Since the gaussian plumes are randomly generated and have ids incremented from 0, 
we can do training / validation split by just indexing the sorted list of files.

In [70]:
import json
from tempfile import TemporaryDirectory
from pathlib import PurePosixPath

from azureml.fsspec import AzureMachineLearningFileSystem

from src.azure_wrap.blob_storage_sdk_v2 import DATASTORE_URI, upload_dir
from src.data.generation.plumes.generate import GAUSSIAN_PLUME_BLOB

fs = AzureMachineLearningFileSystem(DATASTORE_URI)
plume_files = sorted(list(fs.glob(f"{GAUSSIAN_PLUME_BLOB / 'plumes'}/**/*.tif")))

In [74]:
# strip out the entire path except for the azure part and the filename
# we do this because all the other plume files are stored like this
def format_plume_filename(file: str) -> str:
    return "azureml://" + PurePosixPath(file).name

In [75]:
formatted_plume_files = [format_plume_filename(f) for f in plume_files]
formatted_plume_files[0:5]

['azureml://gaussian_plume_0000001.tif',
 'azureml://gaussian_plume_0000002.tif',
 'azureml://gaussian_plume_0000003.tif',
 'azureml://gaussian_plume_0000004.tif',
 'azureml://gaussian_plume_0000005.tif']

In [76]:
train_percent = 0.8

train_idx = int(len(formatted_plume_files) * train_percent)
train_files = formatted_plume_files[:train_idx]
val_files = formatted_plume_files[train_idx:]

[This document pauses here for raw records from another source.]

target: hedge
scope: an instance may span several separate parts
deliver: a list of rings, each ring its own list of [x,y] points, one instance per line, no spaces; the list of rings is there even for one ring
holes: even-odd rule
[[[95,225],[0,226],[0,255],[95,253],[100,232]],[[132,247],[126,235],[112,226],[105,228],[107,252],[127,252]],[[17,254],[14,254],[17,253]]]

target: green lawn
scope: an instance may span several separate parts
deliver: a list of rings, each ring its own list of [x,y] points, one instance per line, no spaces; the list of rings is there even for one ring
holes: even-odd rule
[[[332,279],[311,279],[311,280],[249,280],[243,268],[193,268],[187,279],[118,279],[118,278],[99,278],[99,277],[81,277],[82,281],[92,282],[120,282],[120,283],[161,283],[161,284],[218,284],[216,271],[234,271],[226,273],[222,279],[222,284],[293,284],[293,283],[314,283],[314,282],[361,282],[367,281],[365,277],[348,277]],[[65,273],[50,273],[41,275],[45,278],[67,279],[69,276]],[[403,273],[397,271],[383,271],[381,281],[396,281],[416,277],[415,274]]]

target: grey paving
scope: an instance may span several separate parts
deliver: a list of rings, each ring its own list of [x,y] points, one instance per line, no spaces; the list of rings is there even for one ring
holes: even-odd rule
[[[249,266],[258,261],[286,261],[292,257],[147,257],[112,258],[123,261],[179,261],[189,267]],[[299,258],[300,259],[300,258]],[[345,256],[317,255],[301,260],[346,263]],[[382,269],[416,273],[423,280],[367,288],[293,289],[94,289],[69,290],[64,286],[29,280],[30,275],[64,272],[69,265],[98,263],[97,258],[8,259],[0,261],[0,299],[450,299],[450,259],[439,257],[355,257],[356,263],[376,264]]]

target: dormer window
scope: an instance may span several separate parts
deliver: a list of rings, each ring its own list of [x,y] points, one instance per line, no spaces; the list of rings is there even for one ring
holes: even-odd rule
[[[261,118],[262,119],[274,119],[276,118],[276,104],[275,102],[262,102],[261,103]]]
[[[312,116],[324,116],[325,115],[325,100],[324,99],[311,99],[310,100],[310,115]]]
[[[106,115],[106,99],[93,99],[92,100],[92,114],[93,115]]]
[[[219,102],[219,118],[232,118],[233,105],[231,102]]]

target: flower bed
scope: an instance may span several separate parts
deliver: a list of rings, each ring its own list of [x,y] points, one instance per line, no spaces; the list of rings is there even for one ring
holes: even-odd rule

len(formatted_plume_files), len(train_files), len(val_files)

(10000, 8000, 2000)

In [78]:
train_filename = "_gaussian_plume_uris_training.json"
val_filename = "_gaussian_plume_uris_validation.json"

with TemporaryDirectory() as tempdir:
    tempdir = Path(tempdir)
    with open(tempdir / train_filename, "w") as f:
        json.dump(train_files, f)

    with open(tempdir / val_filename, "w") as f:
        json.dump(val_files, f)

    upload_dir(tempdir / train_filename, GAUSSIAN_PLUME_BLOB.as_posix(), recursive=False)
    upload_dir(tempdir / val_filename, GAUSSIAN_PLUME_BLOB.as_posix(), recursive=False)